The church, both at-large and locally, should always be at the forefront of the efforts to provide that care. Yet if we are going to do so, emotion may get us started but we need a better foundation for ongoing involvement. Additionally, involving the whole body of faith will include demonstrating why it is necessary to those who are less emotionally swayed. (And these folks aren’t automatically wrong: some are more emotionally vested in widows than orphans—both are important ministries!)
This is where Bennett’s work shines. Rather than build on a foundation of acting on your feelings, he presents first the Bible case for orphan care through the body of Christ and through individual believers. He then goes on to develop specific ideas that can be implemented, paying attention to the various contexts of believer’s lives and cultures.
As a church pastor, I found the chapter on “When Not to Care for Orphans” an excellent inclusion. Bennett expresses several valid concerns regarding those who pursue orphan care without regard to the cost of their involvement. He does so without being a wet blanket on the passion of individuals, instead giving alternate paths to work that passion into an effective outcome.
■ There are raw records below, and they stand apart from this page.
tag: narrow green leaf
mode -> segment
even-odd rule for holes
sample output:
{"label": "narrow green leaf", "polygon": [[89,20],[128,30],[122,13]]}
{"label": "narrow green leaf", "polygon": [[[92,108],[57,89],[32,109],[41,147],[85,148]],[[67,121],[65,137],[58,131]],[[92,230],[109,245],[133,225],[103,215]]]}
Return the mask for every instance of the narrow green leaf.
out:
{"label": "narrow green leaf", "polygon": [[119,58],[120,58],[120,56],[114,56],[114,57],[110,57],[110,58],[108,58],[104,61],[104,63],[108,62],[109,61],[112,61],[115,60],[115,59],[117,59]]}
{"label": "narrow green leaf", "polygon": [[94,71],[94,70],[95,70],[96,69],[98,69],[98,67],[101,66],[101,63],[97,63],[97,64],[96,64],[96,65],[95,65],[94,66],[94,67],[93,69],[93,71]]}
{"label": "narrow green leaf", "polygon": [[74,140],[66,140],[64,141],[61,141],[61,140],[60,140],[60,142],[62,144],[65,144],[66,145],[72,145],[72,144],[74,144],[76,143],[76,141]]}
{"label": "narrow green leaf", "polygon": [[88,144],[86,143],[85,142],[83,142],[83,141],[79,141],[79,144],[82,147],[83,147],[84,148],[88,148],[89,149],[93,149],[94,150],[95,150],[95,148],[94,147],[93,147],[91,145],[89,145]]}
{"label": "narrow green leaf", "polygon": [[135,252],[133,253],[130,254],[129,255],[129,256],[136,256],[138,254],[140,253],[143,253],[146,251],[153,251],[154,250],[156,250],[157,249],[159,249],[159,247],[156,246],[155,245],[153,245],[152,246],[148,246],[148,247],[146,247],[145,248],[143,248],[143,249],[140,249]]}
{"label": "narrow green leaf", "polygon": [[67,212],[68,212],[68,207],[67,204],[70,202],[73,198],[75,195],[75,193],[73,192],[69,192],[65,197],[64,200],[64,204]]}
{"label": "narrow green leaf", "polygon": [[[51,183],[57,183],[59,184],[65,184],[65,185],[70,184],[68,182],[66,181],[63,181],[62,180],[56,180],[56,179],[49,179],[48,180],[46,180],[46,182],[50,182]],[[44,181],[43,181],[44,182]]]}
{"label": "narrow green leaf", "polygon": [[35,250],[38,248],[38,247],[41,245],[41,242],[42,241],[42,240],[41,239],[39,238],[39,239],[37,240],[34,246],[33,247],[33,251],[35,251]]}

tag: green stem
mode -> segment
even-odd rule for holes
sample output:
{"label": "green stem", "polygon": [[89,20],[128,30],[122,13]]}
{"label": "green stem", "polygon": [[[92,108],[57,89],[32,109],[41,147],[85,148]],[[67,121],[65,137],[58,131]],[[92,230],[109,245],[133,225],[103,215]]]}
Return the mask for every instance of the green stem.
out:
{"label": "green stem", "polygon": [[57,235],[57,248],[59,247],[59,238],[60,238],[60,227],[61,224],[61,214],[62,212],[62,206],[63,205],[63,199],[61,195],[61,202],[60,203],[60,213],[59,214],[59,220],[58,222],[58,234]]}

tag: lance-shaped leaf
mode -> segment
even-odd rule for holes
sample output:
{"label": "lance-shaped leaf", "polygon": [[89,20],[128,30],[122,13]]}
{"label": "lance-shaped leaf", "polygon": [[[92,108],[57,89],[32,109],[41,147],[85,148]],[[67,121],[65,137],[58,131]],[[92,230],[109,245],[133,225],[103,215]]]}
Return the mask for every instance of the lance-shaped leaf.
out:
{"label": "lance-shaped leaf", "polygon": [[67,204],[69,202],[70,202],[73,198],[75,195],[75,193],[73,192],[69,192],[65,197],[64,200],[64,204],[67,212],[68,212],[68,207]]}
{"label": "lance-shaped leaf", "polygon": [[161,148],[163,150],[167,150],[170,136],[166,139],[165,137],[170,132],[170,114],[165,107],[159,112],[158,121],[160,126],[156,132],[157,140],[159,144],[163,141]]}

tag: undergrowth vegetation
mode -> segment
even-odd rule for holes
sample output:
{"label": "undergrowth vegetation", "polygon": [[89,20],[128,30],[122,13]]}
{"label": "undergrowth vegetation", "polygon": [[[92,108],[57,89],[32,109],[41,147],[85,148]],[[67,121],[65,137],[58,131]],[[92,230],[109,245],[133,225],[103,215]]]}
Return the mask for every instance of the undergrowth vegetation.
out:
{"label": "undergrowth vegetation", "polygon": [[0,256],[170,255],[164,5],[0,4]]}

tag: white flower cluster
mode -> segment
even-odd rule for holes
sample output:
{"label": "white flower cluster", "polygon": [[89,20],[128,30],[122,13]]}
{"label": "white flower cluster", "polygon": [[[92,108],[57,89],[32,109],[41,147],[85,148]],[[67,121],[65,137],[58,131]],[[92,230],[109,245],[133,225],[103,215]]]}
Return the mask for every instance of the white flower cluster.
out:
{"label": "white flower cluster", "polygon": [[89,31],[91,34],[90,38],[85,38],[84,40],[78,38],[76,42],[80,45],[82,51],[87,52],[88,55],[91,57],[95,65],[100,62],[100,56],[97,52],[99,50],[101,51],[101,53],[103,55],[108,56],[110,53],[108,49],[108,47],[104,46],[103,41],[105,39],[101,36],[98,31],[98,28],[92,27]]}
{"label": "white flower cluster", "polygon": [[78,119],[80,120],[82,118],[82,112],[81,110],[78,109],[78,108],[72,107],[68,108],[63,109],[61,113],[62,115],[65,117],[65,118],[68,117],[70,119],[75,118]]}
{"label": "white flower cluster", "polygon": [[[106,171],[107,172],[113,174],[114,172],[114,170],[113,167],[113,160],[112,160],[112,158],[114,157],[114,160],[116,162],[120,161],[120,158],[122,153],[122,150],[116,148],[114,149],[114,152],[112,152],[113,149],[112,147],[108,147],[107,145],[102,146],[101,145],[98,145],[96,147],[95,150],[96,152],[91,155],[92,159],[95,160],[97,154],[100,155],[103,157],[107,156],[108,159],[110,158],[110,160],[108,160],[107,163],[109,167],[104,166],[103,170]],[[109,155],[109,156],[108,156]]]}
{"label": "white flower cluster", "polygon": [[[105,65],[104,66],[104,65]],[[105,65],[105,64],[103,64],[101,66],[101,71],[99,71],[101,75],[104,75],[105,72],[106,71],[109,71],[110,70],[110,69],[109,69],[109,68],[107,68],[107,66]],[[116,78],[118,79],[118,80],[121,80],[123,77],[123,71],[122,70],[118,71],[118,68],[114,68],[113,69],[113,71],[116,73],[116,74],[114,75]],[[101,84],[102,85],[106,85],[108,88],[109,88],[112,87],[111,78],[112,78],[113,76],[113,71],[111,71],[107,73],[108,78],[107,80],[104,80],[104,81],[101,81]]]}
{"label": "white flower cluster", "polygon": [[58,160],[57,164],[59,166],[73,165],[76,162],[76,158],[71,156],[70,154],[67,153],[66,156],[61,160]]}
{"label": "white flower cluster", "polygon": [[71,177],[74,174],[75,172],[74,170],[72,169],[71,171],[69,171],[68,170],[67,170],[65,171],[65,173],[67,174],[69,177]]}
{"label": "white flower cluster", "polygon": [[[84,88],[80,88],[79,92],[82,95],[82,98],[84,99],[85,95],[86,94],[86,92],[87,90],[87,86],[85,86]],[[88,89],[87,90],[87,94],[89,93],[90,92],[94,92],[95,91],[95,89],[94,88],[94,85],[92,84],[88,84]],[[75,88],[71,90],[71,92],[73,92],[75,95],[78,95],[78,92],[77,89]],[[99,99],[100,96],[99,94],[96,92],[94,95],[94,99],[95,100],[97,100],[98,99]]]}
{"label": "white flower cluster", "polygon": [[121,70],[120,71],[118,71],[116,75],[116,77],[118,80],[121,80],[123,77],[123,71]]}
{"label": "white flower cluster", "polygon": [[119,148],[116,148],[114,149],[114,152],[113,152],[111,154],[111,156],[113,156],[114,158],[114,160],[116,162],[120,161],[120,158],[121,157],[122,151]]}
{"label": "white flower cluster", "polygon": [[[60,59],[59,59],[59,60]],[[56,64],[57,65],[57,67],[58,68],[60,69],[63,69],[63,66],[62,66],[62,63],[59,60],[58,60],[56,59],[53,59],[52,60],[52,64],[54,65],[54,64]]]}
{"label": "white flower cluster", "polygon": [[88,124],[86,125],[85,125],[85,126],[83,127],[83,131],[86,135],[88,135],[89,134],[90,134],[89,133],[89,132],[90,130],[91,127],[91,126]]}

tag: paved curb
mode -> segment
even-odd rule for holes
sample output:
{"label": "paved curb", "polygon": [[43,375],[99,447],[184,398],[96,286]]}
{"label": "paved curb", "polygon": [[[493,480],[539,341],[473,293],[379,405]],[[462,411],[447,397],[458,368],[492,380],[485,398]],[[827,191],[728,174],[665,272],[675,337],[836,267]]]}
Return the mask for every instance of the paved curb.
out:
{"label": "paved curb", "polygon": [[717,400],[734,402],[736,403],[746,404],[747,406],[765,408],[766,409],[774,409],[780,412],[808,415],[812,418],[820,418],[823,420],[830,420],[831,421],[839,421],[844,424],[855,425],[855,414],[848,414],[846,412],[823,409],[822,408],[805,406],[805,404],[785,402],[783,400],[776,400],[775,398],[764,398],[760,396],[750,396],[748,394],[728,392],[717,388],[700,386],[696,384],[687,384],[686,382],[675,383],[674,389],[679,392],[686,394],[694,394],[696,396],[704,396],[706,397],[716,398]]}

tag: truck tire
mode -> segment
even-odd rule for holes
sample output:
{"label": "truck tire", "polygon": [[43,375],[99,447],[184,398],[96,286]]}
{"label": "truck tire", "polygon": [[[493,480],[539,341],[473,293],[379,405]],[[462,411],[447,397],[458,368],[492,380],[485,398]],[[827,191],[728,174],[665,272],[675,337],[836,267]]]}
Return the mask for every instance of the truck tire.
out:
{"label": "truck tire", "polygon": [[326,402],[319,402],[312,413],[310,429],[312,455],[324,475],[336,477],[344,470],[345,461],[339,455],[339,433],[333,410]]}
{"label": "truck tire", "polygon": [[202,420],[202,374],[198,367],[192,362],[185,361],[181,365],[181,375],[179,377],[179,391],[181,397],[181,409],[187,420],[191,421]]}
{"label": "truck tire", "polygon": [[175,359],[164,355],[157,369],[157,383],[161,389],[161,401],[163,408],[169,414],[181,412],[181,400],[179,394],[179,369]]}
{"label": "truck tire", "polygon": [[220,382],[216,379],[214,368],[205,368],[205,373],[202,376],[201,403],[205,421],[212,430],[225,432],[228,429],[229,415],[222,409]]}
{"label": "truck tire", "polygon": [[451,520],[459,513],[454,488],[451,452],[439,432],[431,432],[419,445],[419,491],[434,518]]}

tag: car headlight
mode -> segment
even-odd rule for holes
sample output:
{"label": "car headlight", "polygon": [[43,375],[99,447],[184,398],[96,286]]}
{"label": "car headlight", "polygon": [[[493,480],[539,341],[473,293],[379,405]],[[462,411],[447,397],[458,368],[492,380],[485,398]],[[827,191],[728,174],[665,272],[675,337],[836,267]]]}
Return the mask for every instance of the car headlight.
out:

I heartily recommend that a church entering into an orphan care ministry take the time to work though A Passion for the Fatherless along with its small group study guide. We need to do this: care for the orphan. We need to do this right, though, and a solid Biblical foundation is crucial. Bennett provides that guidance.
I was provided this book by Kregel Academic Publishers. They do not insist that my reviews be positive, but I generally find they are selective enough to publish stuff that’s almost always good.